Demos: widen participation by scrapping 'overly generous' student loans

The coalition government must take the tough political decision to make student loans less generous if it wants to fix the "central impediment" to an "efficient, competitive and high-quality" higher education sector, according to a report out this week.

February 2, 2012

The study from thinktank Demos, expected on 3 February, says that lowering the cost of loans to the taxpayer would allow expansion of the system, proper competition for places and would end a "vicious circle" where universities are able to set high fees due to excess demand.

Without such measures, the government would be forced to continue overly bureaucratic policies such as the AAB and core-and-margin plans to try to force competition on the sector, with unintended consequences.

The suggestion forms the key recommendation put forward in the Future Universities report, which calls for loans to be made less generous by lowering the repayment threshold of £21,000, scrapping the 30-year period after which debt is written off, increasing repayment levels or putting up interest rates.

"Developing and implementing [such policies] would take political bravery and a willingness to admit that the present White Paper, while right in its general thrust, is wrong on many details," the report says.

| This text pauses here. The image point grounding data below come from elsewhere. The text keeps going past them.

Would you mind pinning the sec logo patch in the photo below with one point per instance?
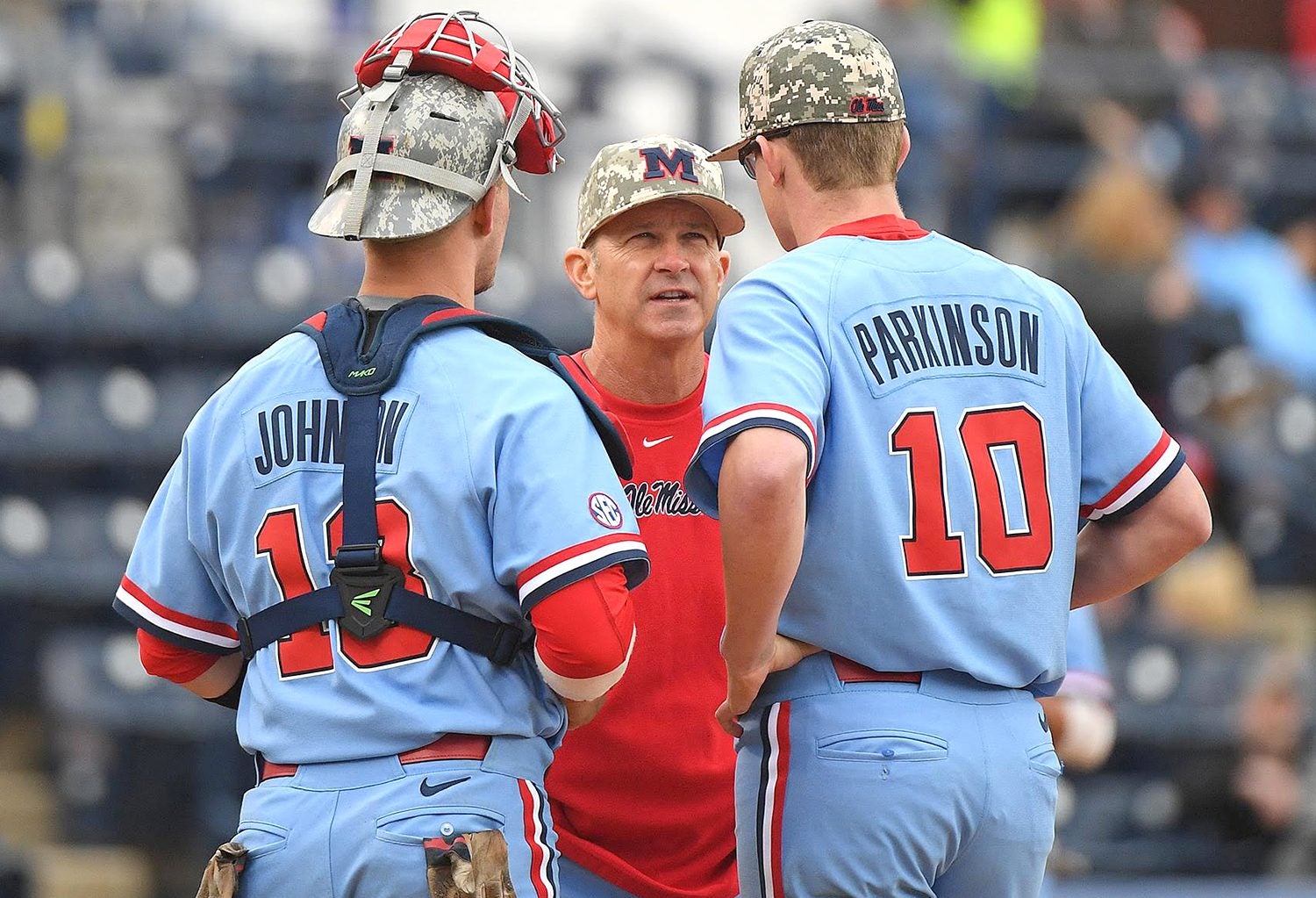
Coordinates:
(605, 511)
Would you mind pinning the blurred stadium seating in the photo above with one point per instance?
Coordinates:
(153, 195)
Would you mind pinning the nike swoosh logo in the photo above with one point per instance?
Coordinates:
(426, 790)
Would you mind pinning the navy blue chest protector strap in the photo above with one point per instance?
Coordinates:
(365, 594)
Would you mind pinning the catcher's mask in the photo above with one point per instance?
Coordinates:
(442, 112)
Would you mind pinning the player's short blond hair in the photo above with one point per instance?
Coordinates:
(847, 155)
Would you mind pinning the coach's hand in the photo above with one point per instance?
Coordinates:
(582, 713)
(742, 686)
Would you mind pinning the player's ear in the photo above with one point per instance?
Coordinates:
(771, 161)
(581, 271)
(484, 212)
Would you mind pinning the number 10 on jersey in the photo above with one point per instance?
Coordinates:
(932, 550)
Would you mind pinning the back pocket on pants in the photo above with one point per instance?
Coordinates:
(883, 745)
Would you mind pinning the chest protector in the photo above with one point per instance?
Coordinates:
(366, 595)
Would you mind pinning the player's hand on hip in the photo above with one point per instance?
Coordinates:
(741, 690)
(742, 687)
(789, 652)
(584, 711)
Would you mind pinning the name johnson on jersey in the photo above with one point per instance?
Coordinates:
(310, 431)
(916, 336)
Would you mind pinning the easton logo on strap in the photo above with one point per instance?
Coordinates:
(362, 602)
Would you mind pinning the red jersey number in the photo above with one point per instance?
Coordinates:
(932, 550)
(310, 650)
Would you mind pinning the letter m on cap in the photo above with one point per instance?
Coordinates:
(660, 163)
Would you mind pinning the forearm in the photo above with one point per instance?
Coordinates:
(761, 503)
(1118, 557)
(218, 679)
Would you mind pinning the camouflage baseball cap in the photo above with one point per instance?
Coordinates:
(437, 144)
(816, 71)
(658, 168)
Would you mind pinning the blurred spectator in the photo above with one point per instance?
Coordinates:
(1126, 24)
(1118, 229)
(921, 34)
(999, 47)
(1302, 36)
(1277, 774)
(1237, 266)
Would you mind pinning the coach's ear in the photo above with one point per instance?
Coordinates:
(579, 268)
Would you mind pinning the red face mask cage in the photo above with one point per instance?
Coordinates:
(447, 44)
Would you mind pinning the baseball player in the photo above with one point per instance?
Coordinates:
(642, 797)
(940, 420)
(365, 521)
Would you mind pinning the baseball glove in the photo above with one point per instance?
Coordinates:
(221, 874)
(471, 866)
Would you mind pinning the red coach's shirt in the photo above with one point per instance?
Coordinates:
(644, 794)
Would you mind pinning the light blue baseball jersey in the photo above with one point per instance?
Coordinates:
(1086, 674)
(960, 418)
(492, 492)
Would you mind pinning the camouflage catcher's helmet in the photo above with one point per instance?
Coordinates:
(816, 71)
(444, 111)
(650, 169)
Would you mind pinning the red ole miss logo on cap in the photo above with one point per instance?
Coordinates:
(868, 105)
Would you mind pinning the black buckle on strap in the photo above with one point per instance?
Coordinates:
(363, 556)
(245, 644)
(365, 595)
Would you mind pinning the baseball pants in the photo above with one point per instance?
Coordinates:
(942, 787)
(357, 829)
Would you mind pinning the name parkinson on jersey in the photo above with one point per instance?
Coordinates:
(311, 431)
(928, 336)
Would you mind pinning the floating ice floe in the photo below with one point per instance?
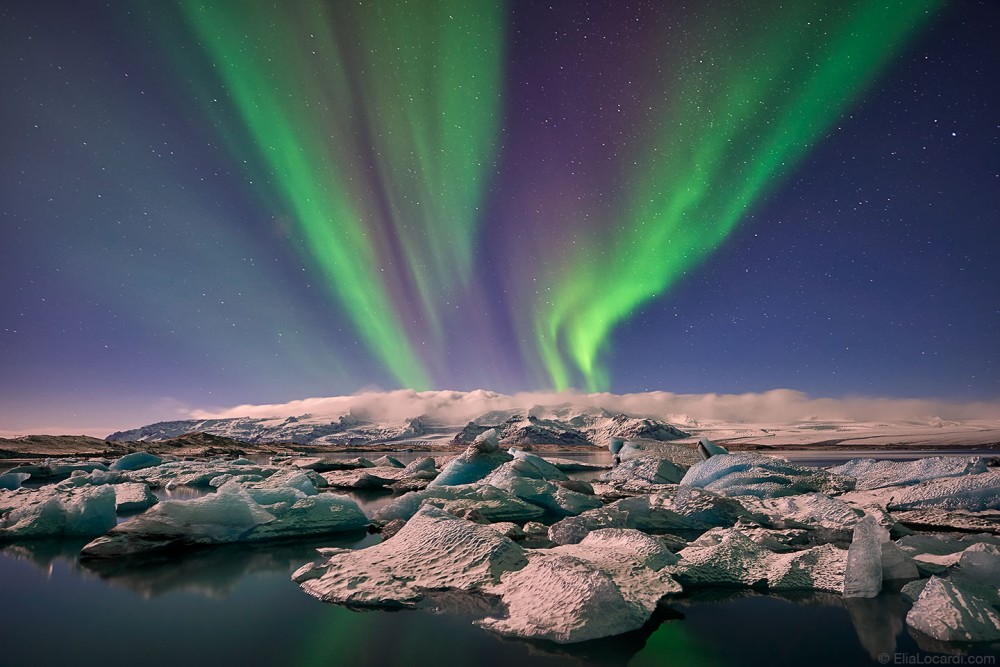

"But after surveying the evidence, these are the policies we believe would best serve future generations of English students and taxpayers," it concludes.

Matt Grist, the senior researcher at Demos who wrote the report, said his findings were based on the premise that the current state of the UK's public finances meant that increasing direct taxpayer funding for universities would prove to be too difficult.

"If the government kept the basic structure of the repayments scheme but made it less generous, it would [face a much reduced] loan write-off and could thus expand provision, widening access by allowing more people to attend higher education and creating a virtuous rather than a vicious circle," he said.

As well as changes to the loan system, the report also calls for bursaries and fee waivers to no longer count towards university access targets so that students have clear information on the cost of different institutions.

Such benefits should instead be offered centrally on a means-tested basis through the loans system to stop them distorting fee levels.

Their removal from access agreements would then allow the Office for Fair Access "to relentlessly focus on outreach programmes, which are proven to be the most effective way of widening access to university", the report adds.

Other recommendations include backing for up to 70 per cent of some degrees to be based on syllabuses set by other institutions, more research funding for academics to pursue small individual projects such as writing books, plus a national charter on standards, paid for by a business levy.